El acto que ha desencadenado este alboroto es una de esas pamemas a que nos tiene acostumbrada la clase política: el reparto en centros de acogida de las comunidades autónomas  de menores migrantes procedentes de los sobresaturados centros en Canarias. La solidaridad, pues, no era con los migrantes sino con los nativos de Canarias, pero no se ha entendido así. La España vaciada y sus aledaños (566.424 kilómetros cuadrados, si exceptuamos Canarias y Cataluña, que se ha escaqueado) han acogido, previo acuerdo de pago, unos doscientos sesenta chavales de los más de cuatro mil que constituyen la sobrepoblación en los centros canarios donde los migrantes (6.000) triplican la capacidad de acogida diseñada para 2.000. Esta racanería vergonzante informa de lo arraigada que está la xenofobia predicada por vox, y quizá explica la machada de don Abascal. Cataluña, a su turno, ha pasado de este compromiso de acogida, no vaya a ser que la distraiga de su ensimismamiento. Quizá, los indepes, que no han conseguido su objetivo a la brava, piensen que lo pueden conseguir con paciencia, convirtiendo Cataluña en un país inhabitable para todo lo que venga de España.

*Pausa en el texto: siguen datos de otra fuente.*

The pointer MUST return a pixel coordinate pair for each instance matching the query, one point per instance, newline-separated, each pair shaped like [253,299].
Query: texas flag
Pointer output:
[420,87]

Este mezquino incidente da noticia, no solo de la inhumanidad que gobierna nuestros actos, sino del gigantesco despiste que anida en nuestra visión del futuro. Las migraciones son el signo de este tiempo sumido en guerras y mutaciones climáticas, y obligan a estar atentos y ser porosos respecto al exterior (200.000 ucranianos están acogidos en España) porque convertirnos en una fortaleza no es una opción viable y España necesita acuerdos de fondo con los países del Mediterráneo meridional, lo que incluye la migración, cuya juventud y motivación es una fuente de riqueza para el país de acogida.

P.S. A ver si el desencuentro entre vox y el pepé en el interior de la coalición reaccionaria a cuenta de los menores migrantes va a tener más enjundia de la que parece. Dejaremos la respuesta para otro día.